I recently began a suit project with Joe Morgan, one of the most supremely talented cutters on the Row.

Joe is both technically exacting and stylistically innovative. Not only does he make best use of the Tommy Nutter inheritance, updating those big lapels and nipped waist for a modern audience, but he continues to come up with new designs. Descending the stairs to the basement of 12 Savile Row will always reveal some new model, often inspired by one of the highly creative apprentices and tailors he works with, such as Michael Browne.

(Look out for a few of Michael’s outfits in the current issue of The Rake. He features in both the Pocket Guide and the blue-themed photo shoot. And Sarah Murray has a beautiful jacket to be featured in the magazine soon.)

My suit will be a navy three-piece, cut in a heavy twill from Dugdales with high-waisted trousers and a one-button jacket. We will incorporate many of the Nutters of Savile Row style points, but also some modern twists, such as lapped seams on the trousers. All grounded in that honest Huddersfield cloth.

As a precursor to the series, I include a few shots here of the trouser pattern Joe has made for me. It demonstrates a few of the technical points that translate into that particularly sharp cut that Joe is known for.

The first point to highlight is the left-hand side of the pattern above, which translates to the inside seam of the trouser. The fact that the gap between it and the pencil line is smaller at the top than the bottom shows that Joe cuts a relatively closed trouser, that is to hang perfectly when a man has his legs slightly closer together. Joe believes most tailors cut a trouser that is too open.

Second, the curve at the top of the other part of the trouser pattern shows what is called a ‘crooked seat’ – the angle required to get up and over my bum, and into the small of my back.
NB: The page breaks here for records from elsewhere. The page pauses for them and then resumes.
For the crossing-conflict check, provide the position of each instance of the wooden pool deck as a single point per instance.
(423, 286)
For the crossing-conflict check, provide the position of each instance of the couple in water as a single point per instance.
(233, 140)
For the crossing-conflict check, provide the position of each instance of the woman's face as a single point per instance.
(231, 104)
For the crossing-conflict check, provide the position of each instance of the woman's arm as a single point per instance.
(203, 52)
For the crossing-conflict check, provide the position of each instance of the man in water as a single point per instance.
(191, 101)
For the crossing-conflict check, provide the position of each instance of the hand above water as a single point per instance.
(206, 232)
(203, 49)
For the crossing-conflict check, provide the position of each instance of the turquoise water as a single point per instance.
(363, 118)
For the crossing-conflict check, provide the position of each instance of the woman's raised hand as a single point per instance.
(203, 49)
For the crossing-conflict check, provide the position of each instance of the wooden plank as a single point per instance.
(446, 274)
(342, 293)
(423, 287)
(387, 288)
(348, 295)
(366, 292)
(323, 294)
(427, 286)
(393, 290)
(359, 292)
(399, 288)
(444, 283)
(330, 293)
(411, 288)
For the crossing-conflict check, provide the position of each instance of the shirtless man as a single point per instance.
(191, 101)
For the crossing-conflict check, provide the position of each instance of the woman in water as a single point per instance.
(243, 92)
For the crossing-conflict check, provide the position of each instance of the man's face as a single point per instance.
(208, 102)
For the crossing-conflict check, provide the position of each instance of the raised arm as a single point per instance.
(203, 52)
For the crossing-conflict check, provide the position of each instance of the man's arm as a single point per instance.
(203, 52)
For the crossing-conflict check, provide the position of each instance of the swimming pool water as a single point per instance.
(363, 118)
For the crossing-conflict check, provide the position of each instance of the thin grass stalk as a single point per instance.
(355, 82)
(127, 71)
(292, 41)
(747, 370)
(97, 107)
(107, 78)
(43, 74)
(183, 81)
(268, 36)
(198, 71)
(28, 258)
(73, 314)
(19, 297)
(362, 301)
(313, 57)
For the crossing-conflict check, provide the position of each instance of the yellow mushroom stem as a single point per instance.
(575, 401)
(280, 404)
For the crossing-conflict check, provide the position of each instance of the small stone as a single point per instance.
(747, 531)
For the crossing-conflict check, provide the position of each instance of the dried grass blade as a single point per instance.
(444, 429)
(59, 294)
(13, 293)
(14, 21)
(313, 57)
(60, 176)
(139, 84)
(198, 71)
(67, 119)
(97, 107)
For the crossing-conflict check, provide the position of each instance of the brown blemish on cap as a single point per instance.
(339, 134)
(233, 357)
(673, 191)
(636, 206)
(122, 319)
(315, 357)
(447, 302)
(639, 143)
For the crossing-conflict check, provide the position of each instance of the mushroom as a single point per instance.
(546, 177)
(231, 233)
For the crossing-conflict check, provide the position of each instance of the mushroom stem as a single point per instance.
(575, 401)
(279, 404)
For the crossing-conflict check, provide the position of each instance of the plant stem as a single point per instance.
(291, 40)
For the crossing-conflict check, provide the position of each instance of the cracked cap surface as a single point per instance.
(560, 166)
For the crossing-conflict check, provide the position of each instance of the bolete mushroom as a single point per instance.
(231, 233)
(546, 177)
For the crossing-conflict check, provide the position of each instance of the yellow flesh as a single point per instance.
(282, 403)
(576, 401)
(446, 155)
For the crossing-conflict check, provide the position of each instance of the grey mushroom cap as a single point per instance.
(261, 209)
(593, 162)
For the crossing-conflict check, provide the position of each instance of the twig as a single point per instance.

Again, Joe thinks not enough tailors put that amount of slope into the pattern.

And the third point is a construction one. Joe does many things to shape the suit, relying less on the tailor to do so. The darting in the chest canvas, for example, is quite extreme, and in the image at the top of this post you can see how the waistband lining on the trousers is slit to allow it to curve.  

There are plenty of others, such as making the top sleeve a lot bigger than the bottom sleeve, so the seam rotates inside the arm and can’t be seen from the front. But there’ll be plenty of time for those over the course of the series.